State of Denial: Bush at War, Part III
Bob Woodward
Simon & Schuster, 576pp, £18.99
Bob Woodward made his name as the outsider with secret sources who brought down a presidency. He is now official amanuensis to the Washington establishment. It’s no longer hard to guess his sources. When he describes a conversation between George W Bush and Prince Bandar of Saudi Arabia, and the story is to Bandar’s credit, it’s possible to take a stab at who told him it was so.
The fascination of reading Woodward’s books is not the halting prose, one admiral is described as possessing a ‘meticulous nuclear-power-trained mind’, but the way in which he offers a chance for power players to settle scores and to try and rescue their own reputation. At my school there was a certain toilet cubicle wall where the scribblings revealed who was up, down, hot or not. Washington has Woodward instead.
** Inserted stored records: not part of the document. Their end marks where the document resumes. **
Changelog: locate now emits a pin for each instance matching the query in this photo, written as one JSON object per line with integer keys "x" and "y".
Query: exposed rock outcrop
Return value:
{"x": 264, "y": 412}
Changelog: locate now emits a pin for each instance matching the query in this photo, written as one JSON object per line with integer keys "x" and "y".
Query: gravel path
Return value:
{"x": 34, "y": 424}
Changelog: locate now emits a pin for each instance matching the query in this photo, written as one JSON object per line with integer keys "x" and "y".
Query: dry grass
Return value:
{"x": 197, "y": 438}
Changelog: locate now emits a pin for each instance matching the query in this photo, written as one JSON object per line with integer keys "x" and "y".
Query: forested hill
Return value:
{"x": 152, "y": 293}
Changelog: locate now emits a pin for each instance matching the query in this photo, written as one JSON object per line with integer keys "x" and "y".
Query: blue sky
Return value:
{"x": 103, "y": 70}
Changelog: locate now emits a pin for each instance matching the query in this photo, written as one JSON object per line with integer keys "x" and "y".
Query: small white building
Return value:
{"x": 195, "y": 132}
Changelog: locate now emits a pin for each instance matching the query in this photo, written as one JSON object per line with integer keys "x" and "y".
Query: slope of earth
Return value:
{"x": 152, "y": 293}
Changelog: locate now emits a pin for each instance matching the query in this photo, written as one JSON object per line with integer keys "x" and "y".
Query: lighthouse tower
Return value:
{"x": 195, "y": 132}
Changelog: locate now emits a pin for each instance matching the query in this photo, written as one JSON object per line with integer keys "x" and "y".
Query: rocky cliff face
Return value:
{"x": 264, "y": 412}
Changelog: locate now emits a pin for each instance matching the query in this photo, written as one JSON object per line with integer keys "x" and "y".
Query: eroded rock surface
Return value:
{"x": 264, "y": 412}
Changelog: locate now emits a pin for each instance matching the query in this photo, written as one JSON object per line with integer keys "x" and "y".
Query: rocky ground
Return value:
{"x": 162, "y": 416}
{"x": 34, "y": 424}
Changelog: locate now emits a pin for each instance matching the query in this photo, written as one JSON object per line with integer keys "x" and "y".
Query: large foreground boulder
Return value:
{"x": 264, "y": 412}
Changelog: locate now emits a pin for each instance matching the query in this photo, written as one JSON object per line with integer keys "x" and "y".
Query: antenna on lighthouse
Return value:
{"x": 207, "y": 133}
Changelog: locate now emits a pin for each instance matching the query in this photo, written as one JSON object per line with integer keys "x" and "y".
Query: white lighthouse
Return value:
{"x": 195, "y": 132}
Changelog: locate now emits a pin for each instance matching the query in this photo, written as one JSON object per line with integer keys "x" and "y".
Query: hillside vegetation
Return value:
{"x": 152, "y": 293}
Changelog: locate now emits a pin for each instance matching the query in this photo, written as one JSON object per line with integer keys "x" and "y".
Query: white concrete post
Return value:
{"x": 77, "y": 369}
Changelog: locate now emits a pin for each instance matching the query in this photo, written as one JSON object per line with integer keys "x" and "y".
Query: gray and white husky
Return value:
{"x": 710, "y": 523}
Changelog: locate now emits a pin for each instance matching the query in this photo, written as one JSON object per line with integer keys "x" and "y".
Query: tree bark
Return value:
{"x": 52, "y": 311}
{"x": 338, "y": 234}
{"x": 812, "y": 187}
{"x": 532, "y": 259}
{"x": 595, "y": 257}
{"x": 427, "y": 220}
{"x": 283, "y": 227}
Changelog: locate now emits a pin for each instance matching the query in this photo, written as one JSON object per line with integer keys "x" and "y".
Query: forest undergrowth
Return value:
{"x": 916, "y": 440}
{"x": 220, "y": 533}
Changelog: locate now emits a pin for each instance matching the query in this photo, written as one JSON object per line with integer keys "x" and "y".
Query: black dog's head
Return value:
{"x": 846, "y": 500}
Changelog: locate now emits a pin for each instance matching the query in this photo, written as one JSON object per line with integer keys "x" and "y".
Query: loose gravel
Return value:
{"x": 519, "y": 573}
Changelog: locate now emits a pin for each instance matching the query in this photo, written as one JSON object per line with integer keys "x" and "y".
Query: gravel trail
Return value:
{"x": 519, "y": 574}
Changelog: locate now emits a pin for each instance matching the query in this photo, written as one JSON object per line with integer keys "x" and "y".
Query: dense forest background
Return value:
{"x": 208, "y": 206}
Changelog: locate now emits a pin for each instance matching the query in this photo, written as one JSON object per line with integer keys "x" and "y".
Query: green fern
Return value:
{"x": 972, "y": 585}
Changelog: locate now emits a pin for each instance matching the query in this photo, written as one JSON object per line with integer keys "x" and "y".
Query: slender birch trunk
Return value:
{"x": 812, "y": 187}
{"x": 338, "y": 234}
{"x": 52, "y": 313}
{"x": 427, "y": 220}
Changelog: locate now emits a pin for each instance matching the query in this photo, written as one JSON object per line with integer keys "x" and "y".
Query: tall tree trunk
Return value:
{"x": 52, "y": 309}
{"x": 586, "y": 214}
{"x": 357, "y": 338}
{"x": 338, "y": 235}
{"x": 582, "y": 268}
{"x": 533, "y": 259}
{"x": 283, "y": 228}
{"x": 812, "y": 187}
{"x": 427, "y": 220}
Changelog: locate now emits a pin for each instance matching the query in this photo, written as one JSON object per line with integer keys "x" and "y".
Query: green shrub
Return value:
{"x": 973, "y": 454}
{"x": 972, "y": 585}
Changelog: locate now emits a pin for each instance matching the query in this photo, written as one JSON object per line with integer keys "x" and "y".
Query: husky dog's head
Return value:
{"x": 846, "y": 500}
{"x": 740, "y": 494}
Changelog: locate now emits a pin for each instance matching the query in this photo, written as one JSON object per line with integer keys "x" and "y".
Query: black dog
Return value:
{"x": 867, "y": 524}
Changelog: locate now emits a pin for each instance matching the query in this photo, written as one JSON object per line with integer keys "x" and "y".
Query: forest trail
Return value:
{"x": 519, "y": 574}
This book, Woodward’s third on Bush’s presidency since 9/11, shows the king rats of Washington scrabbling to escape the capsizing White House. His first, Bush at War, was written almost as a Tom Clancy book, with Bush as action hero. The Second, Plan of Attack, showed the cracks emerging by 2004. Now the whole town is briefing against the president and the chief scapegoat, Donald Rumsfeld.
Anyone giving this the ‘Washington read’ – that is starting with the index – will find Tony Blair conspicuous by his inconspicuousness. He appears occasionally, coupled to anodyne statements. Except one intriguing comment that the British government sent ‘operatives’ to bolster Allawi’s election bid, when even the Americans knew to leave well alone.